Angels Landing Will Soon Require A Ticket To Hike — Here’s How It Will Work

A photo of people hiking at Angels Landing.
Courtesy of Zion National Park
People hiking Angels Landing in March 2020. Zion National Park officials will soon be implementing a reservation system to hike the trail.

Angels Landing, one of Zion National Park’s busiest and most iconic hikes, could soon require a reservation to hike. Park officials said they’re proposing a lottery system in hopes of improving visitors’ experience.

“The hope is … [visitors] will be able to focus on spectacular views and the chains and watch of the condors and be able to really enjoy the hike and not have to focus on the pure number of people out there,” said Cass Bromley, the chief of resource management at Zion.

The plan is to make people pay to enter a lottery, which will open quarterly, though some slots will be available the day before. The lottery is scheduled to open starting this January for people looking to hike sometime between March and May.

It will cost $6 for up to six people to enter. Then, each person will have to pay an additional $3 to use the trail. Officials haven’t decided yet how many tickets will be available each day.

Lana Hiss, an assistant guide at Zion Adventures in Springdale, said she tries to hike Angels Landing in the off season, to avoid crowds. She hopes this system will help people in that regard.

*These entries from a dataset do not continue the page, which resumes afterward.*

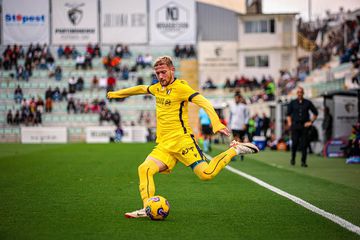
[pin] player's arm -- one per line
(123, 93)
(209, 109)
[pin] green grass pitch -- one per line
(81, 191)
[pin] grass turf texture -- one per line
(81, 191)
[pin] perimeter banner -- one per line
(172, 22)
(124, 22)
(75, 21)
(25, 23)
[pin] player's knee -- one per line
(205, 177)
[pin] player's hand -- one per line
(110, 95)
(308, 124)
(225, 131)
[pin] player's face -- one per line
(300, 93)
(164, 74)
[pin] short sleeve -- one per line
(187, 93)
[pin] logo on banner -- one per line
(172, 20)
(75, 14)
(24, 19)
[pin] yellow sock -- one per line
(207, 171)
(146, 177)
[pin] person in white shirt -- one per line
(239, 117)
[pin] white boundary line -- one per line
(332, 217)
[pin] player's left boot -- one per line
(244, 148)
(136, 214)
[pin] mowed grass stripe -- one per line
(81, 191)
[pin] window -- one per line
(260, 26)
(250, 61)
(257, 61)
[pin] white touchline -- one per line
(332, 217)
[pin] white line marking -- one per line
(332, 217)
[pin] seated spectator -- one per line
(140, 61)
(64, 94)
(90, 50)
(67, 51)
(80, 62)
(80, 84)
(58, 73)
(60, 52)
(9, 118)
(88, 61)
(72, 85)
(97, 51)
(94, 83)
(18, 95)
(48, 93)
(148, 60)
(209, 84)
(126, 52)
(48, 105)
(56, 95)
(16, 119)
(71, 106)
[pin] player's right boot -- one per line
(244, 148)
(136, 214)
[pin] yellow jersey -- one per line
(172, 109)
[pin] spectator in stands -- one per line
(9, 118)
(298, 119)
(126, 52)
(94, 83)
(67, 51)
(140, 61)
(80, 62)
(56, 95)
(48, 93)
(18, 94)
(97, 51)
(74, 52)
(60, 51)
(148, 60)
(209, 84)
(228, 84)
(88, 61)
(64, 94)
(58, 73)
(71, 106)
(80, 84)
(111, 81)
(72, 85)
(48, 105)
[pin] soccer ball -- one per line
(157, 208)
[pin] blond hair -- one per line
(164, 60)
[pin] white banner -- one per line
(218, 55)
(25, 23)
(43, 135)
(123, 23)
(102, 134)
(345, 115)
(172, 21)
(75, 22)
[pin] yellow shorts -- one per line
(187, 152)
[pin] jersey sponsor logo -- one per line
(163, 101)
(186, 150)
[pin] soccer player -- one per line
(175, 141)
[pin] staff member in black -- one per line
(299, 121)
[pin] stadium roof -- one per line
(238, 6)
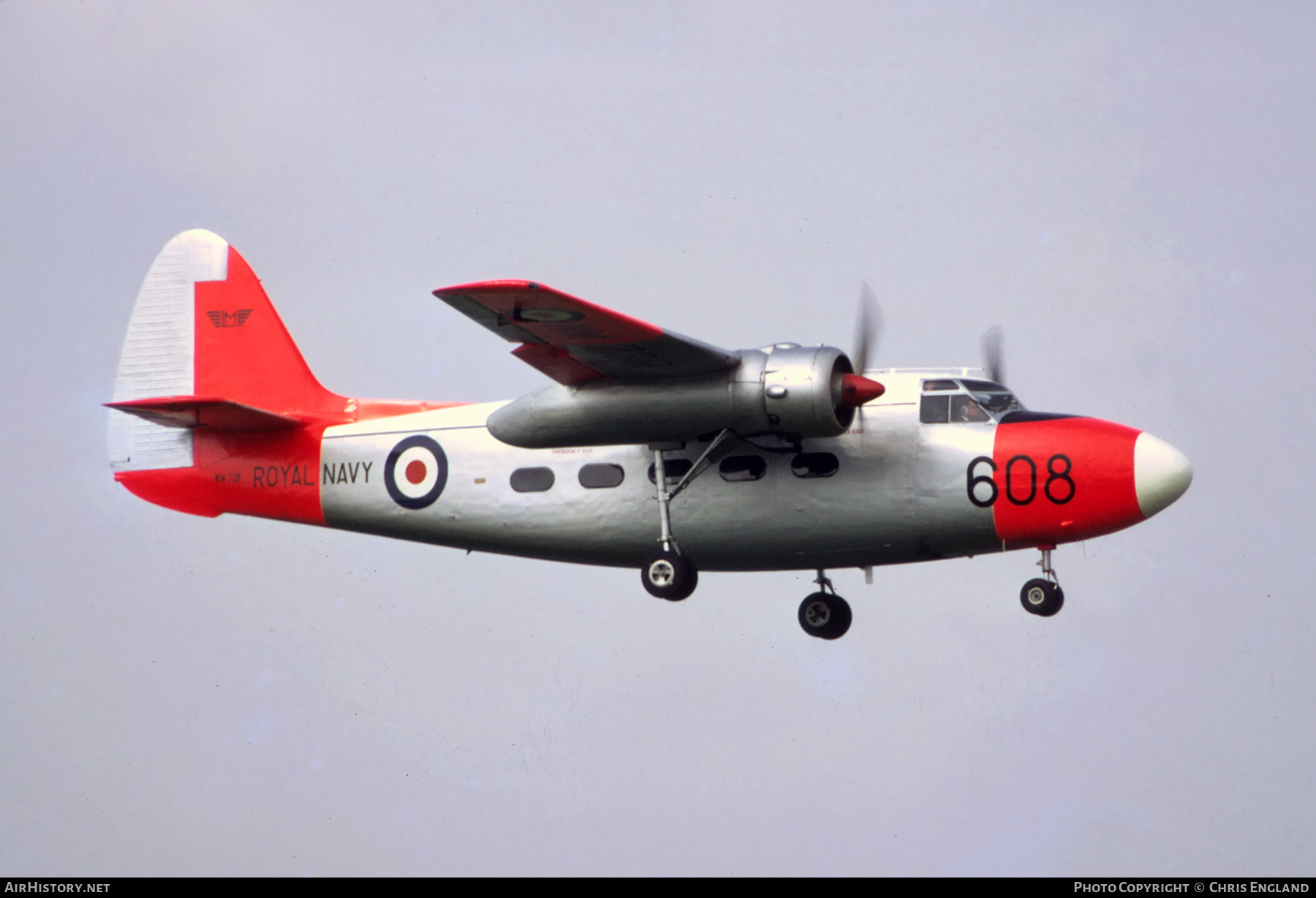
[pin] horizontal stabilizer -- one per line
(574, 342)
(204, 411)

“I think that is going to create that experience for people that they're going to have to plan ahead and then it's going to be a more enjoyable hike, having less people than feeling that two hour wait sometimes just for that mile,” Hiss said.

The permits will be for the chained section of the hike, or the last half mile of the trail. More than 300,000 people made that final climb in 2019, according to park officials.

Springdale Mayor Stan Smith said he supports the park’s plans and thinks it will help spread people out throughout the day.

“When you get a lot of people on that chain and you get some impatient people, it becomes quite dangerous,” Smith said. “It'll be more structured and it’s something that needs to happen.”

Thirteen people have died on the trail since 2000, according to an investigation by Fox 13. However, park officials said during a press conference Monday that there’s no correlation between crowding and falls in the last five years.

Porter George, who works at Zion Guru, an equipment rental and guide company in town, said he isn’t on board with the proposal. He said he thinks reservations will be too hard to get a hold of.

“Zion is a space for people to come out into nature and kind of start to develop some feelings about it,” George said. “If they can't really get in anymore, we're going to take a few steps backwards as far as conservation and protecting the land.”

Alan Holben is a retired software engineer turned photographer who lives in Ivins. He said he’s hiked Angels Landing several times and is in favor of a system that manages the crowds. But, he said, he’ll miss not being able to spontaneously visit the trail.

“That's really the only limiting factor for me is being able to do something spur of the moment,” Holben said. “It's like, I can't get a permit for six months or maybe [I’ll] never get one or whatever. That’s my only concern about it.”

The proposed system is open for public comment until Sept. 12 on the park’s website.